I have a doe that has been raising twins for the last 3 months. I just sold the babies last night







and am wondering what the best way to dry her up is? I am trying to get some weight back on her because they have "sucked the life out of her" so I would like to do it as quickly as possible. Do I just milk her once per day for a couple days then slowly do it every other day and so on? or can I do it "cold turkey"? I was planning on letting her wean them herself and didn't think the boys would go so fast! I am feeding her twice per day and hate to cut back on this since she is very thin at this point. She is current on deworming and is otherwise a healthy girl! Any suggestions?


----------



## Greylady (Mar 28, 2012)

Are you not keeping any milk? We haven't had a problem keeping weight on. On milkstand they get their grain, little beet pulp, occasionally boss and vitamin c. This is what we do right now. All the alfalfa pellets, hay they want and some browse. From what I understand the does sometimes put their all into making milk and therefore look "dairy", sunken in some.


----------



## still (Apr 20, 2013)

I'm not keeping any milk. My girl had kids 6/2012 then turned around and kidded again 2/2013! She had twins the first time then quads the next time. I feel that it has been way too taxing on her and am thinking about giving her a break. She is getting a mix of crimped oats/BOSS/Calf Manna/Beet pulp which is mixed in with alfalfa pellets and I'm giving her 5-6 cups twice per day! I just can't put any weight on her so I don't want to compound the issue by milking her anymore. I am also thinking of not breeding her this next fall because of her condition.


----------



## Greylady (Mar 28, 2012)

Copper bolus, BoSe up to date? When mine got real poor it was due to needing worming.


----------



## still (Apr 20, 2013)

Greylady said:


> Copper bolus, BoSe up to date? When mine got real poor it was due to needing worming.
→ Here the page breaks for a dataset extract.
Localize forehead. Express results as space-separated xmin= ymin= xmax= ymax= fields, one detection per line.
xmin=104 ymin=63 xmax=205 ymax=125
Actually I have never heard of Copper bolusing until I started on the Goat Spot Forum and I have not given BoSe injections either. Deworming is up to date and her poo is pellets. I just dewormed the weekend before last with Cydectin and then one month before that because we have been having major problems with worms. Fecals have been better.

Would the Copper or BoSe make a difference on her weight? I didn't think those had anything to do with that but I could be wrong


----------



## MF-Alpines (Mar 29, 2010)

The copper can help lower the worm burden. Keep up on the fecals to ensure she doesn't have a burden. What kind of numbers are you seeing on fecal? What kind of worms? What is her eyelid color?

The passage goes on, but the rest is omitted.